There is no free lunch. P3 projects often cost more up front because they include the cost of transferring to the private sector the risk of budget over-runs and late delivery. P3 projects are generally a good deal because the private sector is better placed to manage those risks cost-effectively—a result of their specialized knowledge and the incentives and accountability mechanisms embedded in P3s.
Traditionally procured projects look cheaper at the front end because they fail to account for the risk of cost over-runs and late delivery. Also missing are the benefits of the innovative design features that sometimes appear when the project manager is minimizing total costs, including operating and maintenance over the whole lifetime of the public infrastructure.
We recognize that not all projects are best delivered by the P3 approach and we lay out conditions to help choose between the two approaches when considering specific projects. For example, smaller projects may not warrant the P3 approach. Sometimes risks cannot be priced because environmental or political conditions are too uncertain.
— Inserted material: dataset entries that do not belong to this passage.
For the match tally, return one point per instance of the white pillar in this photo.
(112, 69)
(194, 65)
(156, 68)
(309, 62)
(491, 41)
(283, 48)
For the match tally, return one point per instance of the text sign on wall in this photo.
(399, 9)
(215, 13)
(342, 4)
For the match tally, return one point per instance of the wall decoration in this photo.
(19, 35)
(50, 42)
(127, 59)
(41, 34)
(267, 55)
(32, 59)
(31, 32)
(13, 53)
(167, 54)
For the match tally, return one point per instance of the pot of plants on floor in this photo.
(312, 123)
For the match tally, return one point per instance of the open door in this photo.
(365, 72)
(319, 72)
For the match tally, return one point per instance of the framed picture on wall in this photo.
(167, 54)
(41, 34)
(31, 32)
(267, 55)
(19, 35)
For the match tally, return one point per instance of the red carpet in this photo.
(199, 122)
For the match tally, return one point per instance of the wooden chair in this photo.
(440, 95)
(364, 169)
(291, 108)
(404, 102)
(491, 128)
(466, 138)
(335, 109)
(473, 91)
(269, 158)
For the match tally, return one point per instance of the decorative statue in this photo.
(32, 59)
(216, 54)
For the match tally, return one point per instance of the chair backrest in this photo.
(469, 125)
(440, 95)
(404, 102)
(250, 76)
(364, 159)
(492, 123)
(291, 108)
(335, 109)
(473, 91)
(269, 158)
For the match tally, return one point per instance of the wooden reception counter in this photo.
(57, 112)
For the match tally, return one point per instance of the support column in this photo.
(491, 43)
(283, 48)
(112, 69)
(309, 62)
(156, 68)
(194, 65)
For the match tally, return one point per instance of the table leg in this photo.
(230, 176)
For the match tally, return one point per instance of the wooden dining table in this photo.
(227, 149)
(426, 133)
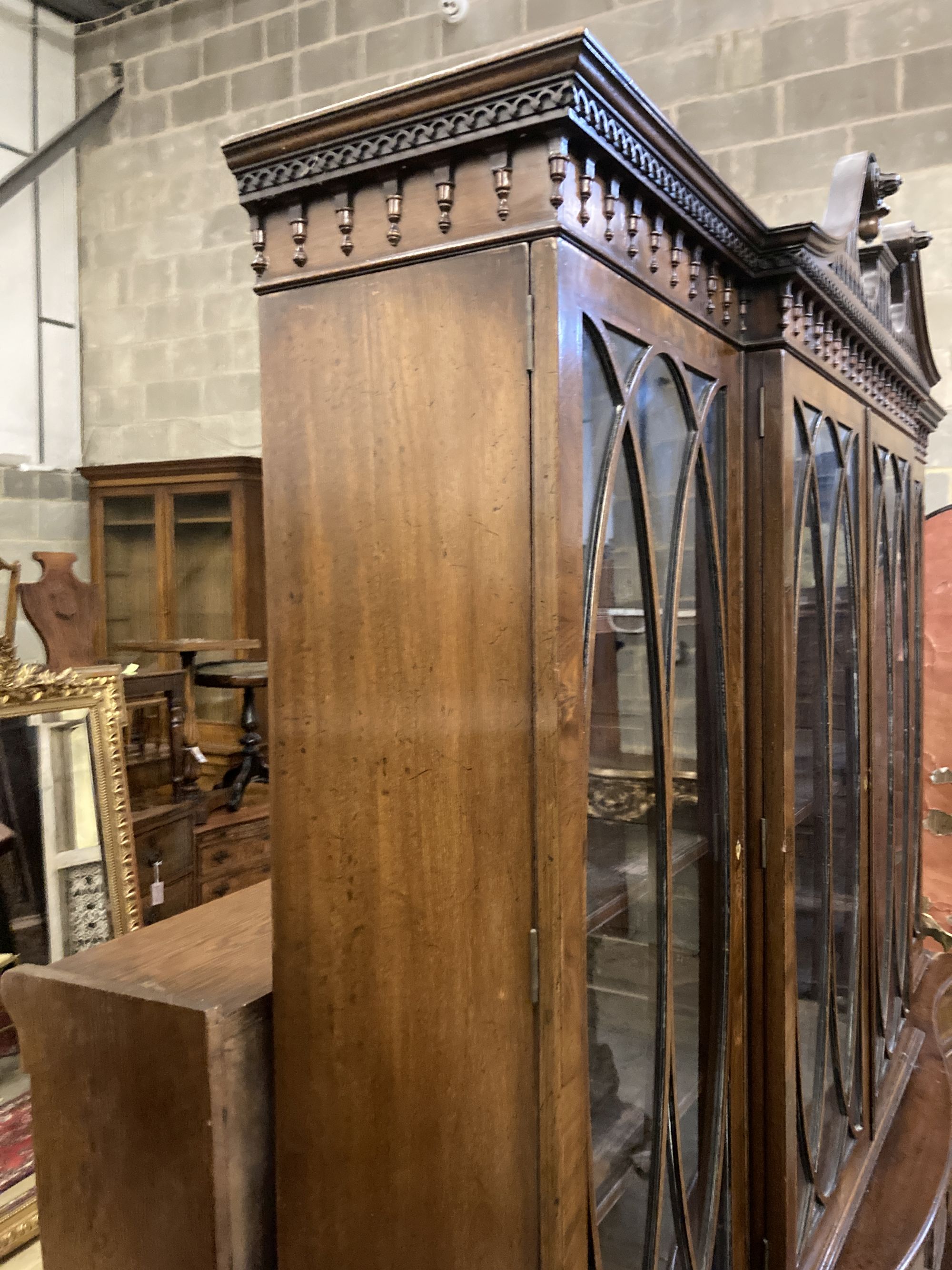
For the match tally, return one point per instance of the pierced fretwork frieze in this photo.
(809, 324)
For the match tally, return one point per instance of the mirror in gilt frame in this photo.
(68, 875)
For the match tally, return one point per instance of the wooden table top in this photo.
(187, 646)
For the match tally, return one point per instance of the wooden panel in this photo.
(150, 1061)
(397, 459)
(231, 883)
(227, 856)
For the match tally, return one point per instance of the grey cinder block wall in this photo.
(772, 92)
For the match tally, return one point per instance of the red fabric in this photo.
(16, 1141)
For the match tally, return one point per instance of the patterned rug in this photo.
(16, 1141)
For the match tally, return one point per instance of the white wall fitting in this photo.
(40, 412)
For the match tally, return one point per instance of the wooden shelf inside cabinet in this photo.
(234, 849)
(150, 1061)
(553, 696)
(164, 836)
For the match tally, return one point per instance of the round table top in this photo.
(231, 675)
(187, 646)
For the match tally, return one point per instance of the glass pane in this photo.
(846, 793)
(130, 572)
(699, 859)
(828, 468)
(812, 418)
(204, 585)
(802, 456)
(880, 762)
(623, 894)
(700, 388)
(917, 681)
(664, 437)
(810, 821)
(626, 351)
(668, 1252)
(598, 413)
(901, 760)
(716, 450)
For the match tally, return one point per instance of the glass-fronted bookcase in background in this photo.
(178, 553)
(601, 930)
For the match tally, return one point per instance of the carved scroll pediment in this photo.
(879, 265)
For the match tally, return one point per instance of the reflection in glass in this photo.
(844, 709)
(802, 452)
(882, 762)
(54, 898)
(130, 570)
(700, 388)
(828, 468)
(697, 861)
(623, 892)
(598, 413)
(626, 351)
(716, 449)
(664, 437)
(916, 676)
(810, 822)
(204, 585)
(629, 852)
(668, 1252)
(901, 772)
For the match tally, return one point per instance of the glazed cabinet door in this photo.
(895, 502)
(650, 449)
(806, 673)
(836, 511)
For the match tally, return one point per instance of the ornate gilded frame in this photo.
(35, 689)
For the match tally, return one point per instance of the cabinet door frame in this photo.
(238, 583)
(568, 285)
(98, 498)
(776, 1146)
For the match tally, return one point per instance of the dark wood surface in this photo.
(361, 270)
(233, 675)
(63, 610)
(166, 836)
(912, 1176)
(399, 548)
(240, 578)
(188, 646)
(166, 689)
(150, 1069)
(234, 848)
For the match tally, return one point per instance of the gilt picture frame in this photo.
(26, 691)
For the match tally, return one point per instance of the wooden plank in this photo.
(398, 528)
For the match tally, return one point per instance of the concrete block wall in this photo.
(772, 92)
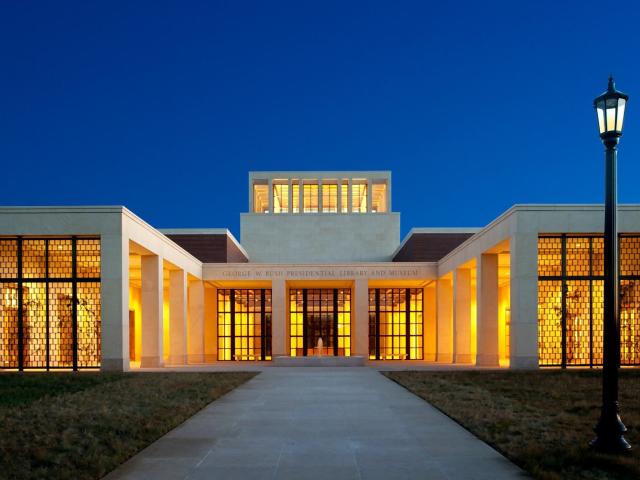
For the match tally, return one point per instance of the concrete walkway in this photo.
(318, 423)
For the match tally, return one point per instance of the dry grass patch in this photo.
(542, 420)
(81, 426)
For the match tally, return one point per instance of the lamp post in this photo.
(610, 107)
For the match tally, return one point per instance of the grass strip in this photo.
(541, 420)
(81, 426)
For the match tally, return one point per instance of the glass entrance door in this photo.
(320, 314)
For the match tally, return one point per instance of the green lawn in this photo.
(83, 425)
(542, 420)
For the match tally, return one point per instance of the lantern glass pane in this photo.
(621, 104)
(600, 119)
(611, 119)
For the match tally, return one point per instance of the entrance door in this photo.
(320, 314)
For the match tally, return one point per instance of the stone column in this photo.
(488, 353)
(279, 318)
(360, 322)
(430, 328)
(524, 301)
(177, 317)
(195, 350)
(462, 315)
(152, 327)
(114, 292)
(444, 327)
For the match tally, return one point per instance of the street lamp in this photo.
(610, 107)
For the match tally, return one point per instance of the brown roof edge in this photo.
(430, 246)
(209, 246)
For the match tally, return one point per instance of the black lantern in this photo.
(610, 107)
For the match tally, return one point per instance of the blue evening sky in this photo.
(165, 106)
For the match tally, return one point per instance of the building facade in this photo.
(320, 269)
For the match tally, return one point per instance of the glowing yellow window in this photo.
(281, 198)
(260, 198)
(329, 198)
(310, 197)
(295, 197)
(344, 197)
(359, 198)
(379, 197)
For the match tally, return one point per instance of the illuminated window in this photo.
(281, 198)
(359, 197)
(260, 198)
(57, 284)
(310, 197)
(320, 314)
(329, 198)
(244, 324)
(379, 197)
(295, 197)
(395, 323)
(571, 301)
(344, 197)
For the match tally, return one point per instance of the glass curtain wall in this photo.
(359, 197)
(344, 197)
(395, 324)
(329, 198)
(244, 324)
(50, 311)
(320, 313)
(310, 197)
(571, 300)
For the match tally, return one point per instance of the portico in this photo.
(97, 287)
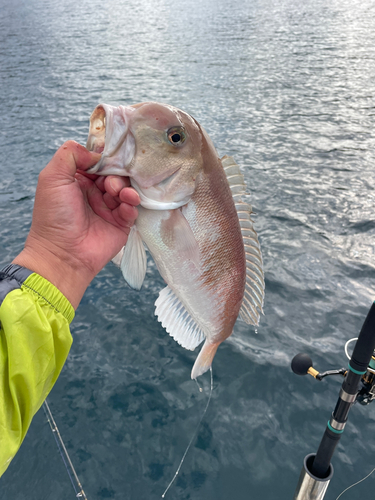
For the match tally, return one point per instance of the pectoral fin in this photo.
(134, 260)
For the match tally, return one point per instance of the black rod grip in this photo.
(358, 364)
(365, 344)
(321, 465)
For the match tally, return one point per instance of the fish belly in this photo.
(198, 267)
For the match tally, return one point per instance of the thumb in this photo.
(69, 158)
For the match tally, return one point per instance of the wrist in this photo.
(67, 276)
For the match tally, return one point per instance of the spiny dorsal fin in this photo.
(177, 321)
(254, 289)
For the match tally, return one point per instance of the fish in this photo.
(193, 218)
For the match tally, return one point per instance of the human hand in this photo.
(80, 221)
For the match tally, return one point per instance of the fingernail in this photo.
(116, 184)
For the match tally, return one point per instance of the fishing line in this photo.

We agree with the auditor general that value-for-money analysis is key to determining which approach is best for specific projects and that continued work to refine methodologies is strongly recommended.
What is the bottom line for citizens confronting the avalanche of public sector infrastructure projects that we will need over the next decade if we are to modernize our economy and make our cities and towns more livable? P3 procurement will remain an important, cost-effective tool to ensure on time and on budget delivery of public infrastructure. P3s are not the whole answer, but they should be an important part of the toolkit we use to build Canada for the next generation.
Paul Boothe is professor and director of the Lawrence National Centre for Policy and Management at Western’s Ivey Business School.